Se la vettura dispone di un filtro antiparticolato, comunque, potrebbe essere necessario effettuare i controlli ben prima della scadenza dei termini previsti per il tagliando auto.

Il proprio meccanico di fiducia è una persona alla quale può essere posta la domanda ogni quanto va fatto il tagliando auto: potrà fornire indicazioni di massima e altre preziose indicazioni.

A tal proposito, in seguito al “Decreto Monti” 1400/2002, poi ampliato dal regolamento UE 461/2010, il consumatore non è più obbligato a rivolgersi alle sole officine autorizzate, ma può benissimo rivolgersi anche ad officine indipendenti e di sua scelta, quindi anche al meccanico di fiducia.

Ciò che conta è che i ricambi siano pezzi originali oppure equivalenti, e che il meccanico osservi le riparazioni raccomandate dalla Casa automobilistica di produzione del veicolo.

Tagliando auto a benzina: ogni quanto va fatto?

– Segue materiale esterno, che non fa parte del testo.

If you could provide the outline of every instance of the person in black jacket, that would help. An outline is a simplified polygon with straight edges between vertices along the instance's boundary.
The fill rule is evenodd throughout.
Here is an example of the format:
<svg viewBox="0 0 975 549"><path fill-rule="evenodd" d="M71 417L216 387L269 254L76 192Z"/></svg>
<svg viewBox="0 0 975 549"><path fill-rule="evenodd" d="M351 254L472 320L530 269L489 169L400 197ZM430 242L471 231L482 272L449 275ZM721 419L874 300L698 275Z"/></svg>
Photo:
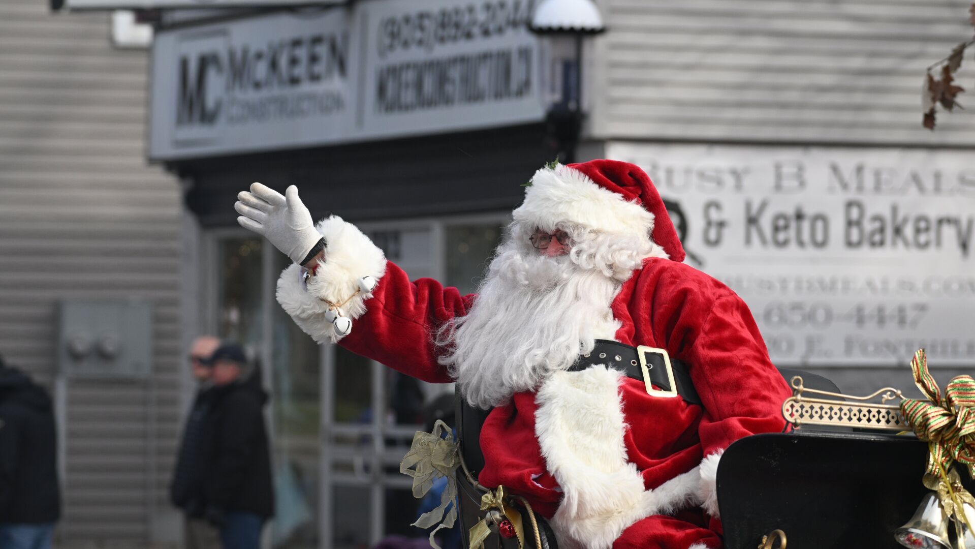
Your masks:
<svg viewBox="0 0 975 549"><path fill-rule="evenodd" d="M60 516L51 397L0 358L0 549L51 547Z"/></svg>
<svg viewBox="0 0 975 549"><path fill-rule="evenodd" d="M205 515L219 528L225 549L257 549L264 523L274 515L262 412L267 393L240 345L221 345L211 363L214 388L205 432L210 441L204 473Z"/></svg>
<svg viewBox="0 0 975 549"><path fill-rule="evenodd" d="M170 485L170 500L182 509L185 517L184 540L187 549L220 549L219 532L204 519L206 505L203 493L205 452L208 448L204 431L214 400L210 358L219 346L218 338L202 335L193 341L189 350L190 370L198 383L198 389L186 416L186 426L183 427L182 441L176 453L176 466Z"/></svg>

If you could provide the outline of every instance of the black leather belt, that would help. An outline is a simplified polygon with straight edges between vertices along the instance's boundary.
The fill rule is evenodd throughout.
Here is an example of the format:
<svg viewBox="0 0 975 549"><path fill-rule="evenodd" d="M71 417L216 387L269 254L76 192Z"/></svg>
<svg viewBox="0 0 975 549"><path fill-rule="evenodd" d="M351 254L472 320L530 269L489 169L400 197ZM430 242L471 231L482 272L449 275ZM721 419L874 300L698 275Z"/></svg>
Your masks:
<svg viewBox="0 0 975 549"><path fill-rule="evenodd" d="M568 371L580 372L598 364L643 381L646 384L646 392L652 396L680 396L687 404L701 404L687 366L679 360L672 360L664 349L643 345L631 347L619 341L597 339L593 352L579 356Z"/></svg>

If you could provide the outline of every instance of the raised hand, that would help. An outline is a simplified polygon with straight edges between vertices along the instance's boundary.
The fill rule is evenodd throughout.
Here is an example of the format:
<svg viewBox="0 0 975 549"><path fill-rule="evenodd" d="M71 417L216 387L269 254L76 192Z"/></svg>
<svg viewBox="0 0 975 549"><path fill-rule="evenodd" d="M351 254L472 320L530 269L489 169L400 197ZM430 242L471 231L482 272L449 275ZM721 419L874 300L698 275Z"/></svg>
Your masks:
<svg viewBox="0 0 975 549"><path fill-rule="evenodd" d="M295 263L304 259L322 238L294 185L288 187L282 196L270 187L254 183L250 192L242 191L237 198L234 204L234 210L240 214L237 222L263 235Z"/></svg>

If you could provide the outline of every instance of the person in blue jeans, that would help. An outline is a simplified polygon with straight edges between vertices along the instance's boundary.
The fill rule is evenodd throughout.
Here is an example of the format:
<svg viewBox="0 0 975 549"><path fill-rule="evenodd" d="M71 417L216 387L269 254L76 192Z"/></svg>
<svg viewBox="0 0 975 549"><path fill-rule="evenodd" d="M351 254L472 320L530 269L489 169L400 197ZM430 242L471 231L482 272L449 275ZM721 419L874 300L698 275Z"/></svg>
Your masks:
<svg viewBox="0 0 975 549"><path fill-rule="evenodd" d="M213 404L205 421L204 517L220 530L224 549L258 549L274 515L271 459L260 373L236 343L210 358Z"/></svg>
<svg viewBox="0 0 975 549"><path fill-rule="evenodd" d="M48 549L60 516L48 392L0 358L0 549Z"/></svg>

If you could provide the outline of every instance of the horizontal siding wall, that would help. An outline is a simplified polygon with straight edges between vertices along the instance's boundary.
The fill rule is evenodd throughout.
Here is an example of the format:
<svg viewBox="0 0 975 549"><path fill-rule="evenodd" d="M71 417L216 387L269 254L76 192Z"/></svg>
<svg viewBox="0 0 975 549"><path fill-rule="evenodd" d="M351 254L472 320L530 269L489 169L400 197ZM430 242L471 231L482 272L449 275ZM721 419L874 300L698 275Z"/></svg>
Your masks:
<svg viewBox="0 0 975 549"><path fill-rule="evenodd" d="M920 126L924 68L971 38L968 0L603 0L595 137L975 145ZM959 97L975 104L975 59Z"/></svg>
<svg viewBox="0 0 975 549"><path fill-rule="evenodd" d="M147 544L179 431L178 185L144 161L148 54L108 19L0 2L0 354L53 387L59 299L154 311L151 384L67 383L68 547Z"/></svg>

Per le auto a benzina, il discorso: ogni quanto si fa il tagliando auto è diverso. Le auto a benzina, infatti, necessitano di una maggiore manutenzione rispetto alle auto il cui motore è a gasolio: le prime infatti vanno incontro ad usura molto più rapidamente, per cui si parla di effettuare il tagliando, nel caso delle auto a benzina, addirittura ogni 15.000 km.

Bisogna far controllare il filtro dell’olio, l’olio del motore e il filtro carburante, per evitare la messa in circolo nel motore di molecole dannose.

Allo stesso modo, più un’auto è “datata” più andrà incontro ad usura e a problemi, e per tale motivo su auto usate e con diversi anni alle spalle risulterà necessario intensificare i controlli o la frequenza degli stessi.

Non dimentichiamo che anche nell’ambito del mercato delle auto usate una vettura con il tagliando in regola è maggiormente appetibile rispetto alle vetture sulle quali non è stata effettuata la giusta manutenzione.

Se invece la tua auto è ibrida, abbiamo dedicato un’articolo, lo puoi trovare QUI.

Ogni quanto si fa il tagliando moto

Similmente, il tagliando moto viene effettuato allo scopo di garantire un buono stato di salute della moto e di tutte le sue parti.

Ogni costruttore prescrive un diverso tipo di controlli, e un diverso chilometraggio al raggiungimento del quale i controlli da effettuare variano molto.

Ad esempio, il primo tagliando moto consiste in un controllo generico dello stato del motore, il secondo (al raggiungimento, ad es., di 12.000 km) servirà a controllare l’ABS, il sistema frenante e così via.